Use the discriminant to determine whether the quadratic equation has two unequal real solutions, a repeated real solution, or no real solution, without solving the equation.
5x^2-2x+6=0
A. Two Unequal Solutions
B. One repeated Solution
C. No real solutions
I chose C is that correct?
correct, the discriminant has a negative value
To determine the type of solutions without solving the quadratic equation, you can use the discriminant. The discriminant is the expression underneath the square root sign in the quadratic formula and is calculated as follows:
Discriminant (D) = b^2 - 4ac
In the given quadratic equation 5x^2 - 2x + 6 = 0, we can identify the values of a, b, and c from the equation as follows:
a = 5
b = -2
c = 6
Now, substitute these values into the discriminant formula:
D = (-2)^2 - 4(5)(6)
D = 4 - 120
D = -116
By calculating the discriminant, we find that it equals -116.

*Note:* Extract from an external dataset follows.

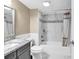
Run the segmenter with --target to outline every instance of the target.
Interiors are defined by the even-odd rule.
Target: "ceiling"
[[[71,9],[71,0],[19,0],[30,9],[38,9],[39,11],[49,14],[63,9]],[[49,7],[44,7],[43,2],[50,1]]]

Based on the value of the discriminant, we can determine the type of solutions:
If the discriminant (D) is greater than 0, the quadratic equation has two unequal real solutions.
If the discriminant (D) is equal to 0, the quadratic equation has one repeated real solution.
If the discriminant (D) is less than 0, the quadratic equation has no real solutions.
In this case, since the value of the discriminant is -116 (which is less than 0), it means that the quadratic equation 5x^2 - 2x + 6 = 0 has no real solutions.
Therefore, selecting option C, "No real solutions," is indeed correct.